Slow start to the year

This year was supposed to start out with me focusing on my investment strategy more than in the past.  I’ve already managed not to do that.  I was in Israel on business discussing the US healthcare market, the business problem we are solving, and the integration challenges we face.  After years of hearing about Israel, I had an uneasy feeling of traveling to Tel Aviv.  To top it off, we ,very publicly, assassinated the leader of Iran’s armed forces the night before I left and Iran sent missiles to two of our bases in Iraq AND a 737 went down in Tehran the night before I came home.  Israel was a great and welcoming place with excellent cuisine but I’m not unhappy that I left before tensions escalated too much further.  
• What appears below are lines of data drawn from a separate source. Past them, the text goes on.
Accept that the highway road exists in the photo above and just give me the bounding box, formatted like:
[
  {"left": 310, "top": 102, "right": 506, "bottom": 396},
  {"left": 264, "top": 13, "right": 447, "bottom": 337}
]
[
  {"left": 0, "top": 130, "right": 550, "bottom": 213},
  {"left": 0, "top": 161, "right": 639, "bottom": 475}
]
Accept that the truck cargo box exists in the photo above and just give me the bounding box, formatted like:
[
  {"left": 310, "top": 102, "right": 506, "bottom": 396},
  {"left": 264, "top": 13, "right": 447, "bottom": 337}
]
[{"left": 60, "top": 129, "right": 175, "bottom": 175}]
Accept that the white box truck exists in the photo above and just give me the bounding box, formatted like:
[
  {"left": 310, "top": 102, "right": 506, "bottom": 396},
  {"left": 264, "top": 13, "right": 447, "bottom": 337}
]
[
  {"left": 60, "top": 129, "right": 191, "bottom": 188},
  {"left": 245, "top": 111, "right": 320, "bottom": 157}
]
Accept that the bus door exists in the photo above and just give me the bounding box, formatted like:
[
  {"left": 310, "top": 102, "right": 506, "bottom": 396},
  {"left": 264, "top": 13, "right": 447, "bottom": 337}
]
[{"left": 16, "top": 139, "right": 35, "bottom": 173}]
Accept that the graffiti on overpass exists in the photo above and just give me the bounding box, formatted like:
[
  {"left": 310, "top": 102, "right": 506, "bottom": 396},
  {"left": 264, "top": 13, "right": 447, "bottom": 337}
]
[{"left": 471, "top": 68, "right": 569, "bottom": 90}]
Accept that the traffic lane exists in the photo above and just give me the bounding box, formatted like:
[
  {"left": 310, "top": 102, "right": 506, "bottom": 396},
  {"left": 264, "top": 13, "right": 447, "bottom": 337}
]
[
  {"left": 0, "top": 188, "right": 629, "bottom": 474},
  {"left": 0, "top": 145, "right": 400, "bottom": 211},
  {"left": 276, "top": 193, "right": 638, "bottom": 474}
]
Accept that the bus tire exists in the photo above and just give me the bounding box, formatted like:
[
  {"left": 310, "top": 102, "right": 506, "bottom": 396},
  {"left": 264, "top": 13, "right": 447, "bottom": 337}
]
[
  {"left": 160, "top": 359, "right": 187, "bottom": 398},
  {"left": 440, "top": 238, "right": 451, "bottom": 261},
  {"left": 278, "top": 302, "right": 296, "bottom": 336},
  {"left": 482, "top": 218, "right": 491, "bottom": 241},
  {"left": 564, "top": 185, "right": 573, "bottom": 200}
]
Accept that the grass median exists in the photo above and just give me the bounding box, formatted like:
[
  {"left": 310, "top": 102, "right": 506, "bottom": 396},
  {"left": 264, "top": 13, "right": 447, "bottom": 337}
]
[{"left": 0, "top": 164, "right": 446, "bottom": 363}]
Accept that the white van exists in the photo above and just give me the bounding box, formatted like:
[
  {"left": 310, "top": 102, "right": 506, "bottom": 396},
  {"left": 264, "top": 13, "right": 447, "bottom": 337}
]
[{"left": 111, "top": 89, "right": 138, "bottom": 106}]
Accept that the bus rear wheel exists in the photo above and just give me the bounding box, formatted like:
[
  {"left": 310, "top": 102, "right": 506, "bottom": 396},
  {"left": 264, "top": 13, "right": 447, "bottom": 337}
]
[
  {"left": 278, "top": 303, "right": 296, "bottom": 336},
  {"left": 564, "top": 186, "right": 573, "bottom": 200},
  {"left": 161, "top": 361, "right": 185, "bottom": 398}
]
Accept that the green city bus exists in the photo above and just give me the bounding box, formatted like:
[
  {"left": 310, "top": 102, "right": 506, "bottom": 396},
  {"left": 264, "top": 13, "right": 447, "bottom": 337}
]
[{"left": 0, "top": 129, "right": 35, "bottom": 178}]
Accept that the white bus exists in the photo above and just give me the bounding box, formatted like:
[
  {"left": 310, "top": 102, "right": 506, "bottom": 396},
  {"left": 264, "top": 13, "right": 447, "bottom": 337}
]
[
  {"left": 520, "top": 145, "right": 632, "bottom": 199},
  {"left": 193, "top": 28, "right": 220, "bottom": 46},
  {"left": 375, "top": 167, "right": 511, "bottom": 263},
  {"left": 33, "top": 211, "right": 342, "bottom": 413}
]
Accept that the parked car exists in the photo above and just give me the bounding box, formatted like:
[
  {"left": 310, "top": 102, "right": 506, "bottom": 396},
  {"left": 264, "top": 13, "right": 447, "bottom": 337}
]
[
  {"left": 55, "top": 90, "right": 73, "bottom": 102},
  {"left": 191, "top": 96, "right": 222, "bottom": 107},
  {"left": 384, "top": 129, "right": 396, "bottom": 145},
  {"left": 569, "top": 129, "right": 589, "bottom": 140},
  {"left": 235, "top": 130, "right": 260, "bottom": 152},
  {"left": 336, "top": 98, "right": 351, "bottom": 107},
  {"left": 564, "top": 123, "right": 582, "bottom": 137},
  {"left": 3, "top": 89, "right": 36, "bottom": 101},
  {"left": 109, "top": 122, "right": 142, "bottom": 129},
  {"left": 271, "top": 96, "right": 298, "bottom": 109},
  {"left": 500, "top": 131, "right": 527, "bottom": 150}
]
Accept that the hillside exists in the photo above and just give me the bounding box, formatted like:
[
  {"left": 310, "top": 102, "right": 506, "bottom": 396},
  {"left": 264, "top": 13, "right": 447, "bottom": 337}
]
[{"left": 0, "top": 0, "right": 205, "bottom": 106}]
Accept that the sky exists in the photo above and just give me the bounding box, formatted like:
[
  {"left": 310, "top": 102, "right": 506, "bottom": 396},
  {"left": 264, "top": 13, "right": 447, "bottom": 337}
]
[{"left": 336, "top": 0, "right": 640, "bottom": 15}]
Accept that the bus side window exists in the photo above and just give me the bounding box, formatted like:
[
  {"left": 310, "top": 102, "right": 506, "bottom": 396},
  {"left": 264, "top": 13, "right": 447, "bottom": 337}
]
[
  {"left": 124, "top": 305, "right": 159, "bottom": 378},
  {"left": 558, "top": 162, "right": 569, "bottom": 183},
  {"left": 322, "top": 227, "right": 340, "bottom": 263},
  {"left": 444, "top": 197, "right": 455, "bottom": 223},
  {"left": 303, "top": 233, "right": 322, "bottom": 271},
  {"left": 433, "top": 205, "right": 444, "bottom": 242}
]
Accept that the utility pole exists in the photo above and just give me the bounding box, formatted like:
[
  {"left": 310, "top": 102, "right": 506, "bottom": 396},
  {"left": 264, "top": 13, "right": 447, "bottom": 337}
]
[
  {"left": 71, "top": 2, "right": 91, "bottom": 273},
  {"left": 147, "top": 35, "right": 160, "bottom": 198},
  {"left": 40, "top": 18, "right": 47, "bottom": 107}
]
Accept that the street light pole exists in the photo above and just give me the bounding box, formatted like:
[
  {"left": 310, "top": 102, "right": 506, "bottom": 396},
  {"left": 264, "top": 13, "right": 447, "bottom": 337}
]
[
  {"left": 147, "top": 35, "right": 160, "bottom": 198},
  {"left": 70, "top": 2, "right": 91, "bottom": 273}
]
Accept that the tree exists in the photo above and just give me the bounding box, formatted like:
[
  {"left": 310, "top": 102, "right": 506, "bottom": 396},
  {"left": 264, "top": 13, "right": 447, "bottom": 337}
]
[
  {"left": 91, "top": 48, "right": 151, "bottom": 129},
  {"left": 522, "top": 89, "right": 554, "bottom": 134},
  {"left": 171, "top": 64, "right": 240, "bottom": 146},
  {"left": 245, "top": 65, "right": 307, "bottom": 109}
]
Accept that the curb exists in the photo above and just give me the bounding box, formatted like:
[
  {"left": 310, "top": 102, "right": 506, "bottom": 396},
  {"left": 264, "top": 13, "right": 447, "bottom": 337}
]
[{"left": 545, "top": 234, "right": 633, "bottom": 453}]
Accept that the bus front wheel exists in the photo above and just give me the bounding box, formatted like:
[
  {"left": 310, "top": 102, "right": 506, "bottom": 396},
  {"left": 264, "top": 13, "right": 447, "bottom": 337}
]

My general approach to investing this year is a combination of market trends and investing in what I know.  Working for a Fintech and being part of one of their SaaS divisions, I feel I have a good sense on what public SaaS solutions have a foothold in tech.  OKTA, TWLO, MDB, and TEAM are some of my favorites.  On the financial side, there are SQ, PYPL, V, & MA.  There are probably some smaller players that I need to become aware of.  Outside of investing in what you know, there is the concept of follow the momentum.  This is something that I first started to understand years ago when I found Howard Lindzon ( and then Stocktwits.  Stocks I like in that category are SHOP, COUP, & RNG.   

With the imminent release of fractional share investing at Robinhood, my plan is to buy weekly positions in these names.  I did not take my first positions until today and will be doing so on a less than weekly cadence because fractional shares is not yet rolled out.